Weinberg senior Katie Daehler, one of the group’s co-founders, said “there wasn’t a doubt in (her) mind” about joining when Anderson reached out, a reaction that has been affirmed by the work and interactions she’s had so far.
Daehler hopes the fledgling group can provide needed room for connection between students. She recalled her own experience sometimes feeling unwelcome in introductory economics classes — she didn’t have a woman economics professor or teaching assistant until her junior year, and found it difficult to meet classmates.
“If I had known an older woman in econ who I could talk about those experiences with, I think that’s something that would have been really valuable to me,” she said. “I want to make sure that everyone has that relationship and place to go.”

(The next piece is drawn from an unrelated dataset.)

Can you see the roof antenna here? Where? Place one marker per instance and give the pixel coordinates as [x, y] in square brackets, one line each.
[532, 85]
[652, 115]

Daehler is one of Womxn in Economics’ representatives at new upperclassmen office hours, where first- and second-year students can drop in to ask questions of older economics students.
The initiative, launched in conjunction with the Undergraduate Economics Society, falls in line with other community-focused programs. The organization hosted alumni interviews during a microeconomics class and is planning a finals-oriented “study party.” The board also hopes to build out a mentorship program.
Kalina Pierga, the group’s founding president, said establishing a support system is a key first step and that it is vital to establish camaraderie within the group before they take on advocacy initiatives in the economics world.
Recent years have seen mounting public evidence of gender discrimination in economics. A 2016 study found it has the largest gender gaps in salaries and job satisfaction among math-intensive fields. Earlier this year, a study that looked at hundreds of research seminars and job talks at leading economics departments and conferences announced the questions women face when presenting are more likely to be unfair, patronizing or hostile.
“We’ve increasingly realized how difficult it is to allow people to flourish within a discipline that is structurally exclusive of them, in that economics is so male dominated, that it often feels — at least from a student perspective — that your voice just isn’t being heard,” Pierga said.
The Weinberg sophomore said the most important function of the organization is to empower women in their pursuit of economics at NU. In line with that, she hopes to create a sense of teamwork and community as women try to surmount some of the field’s alienating challenges.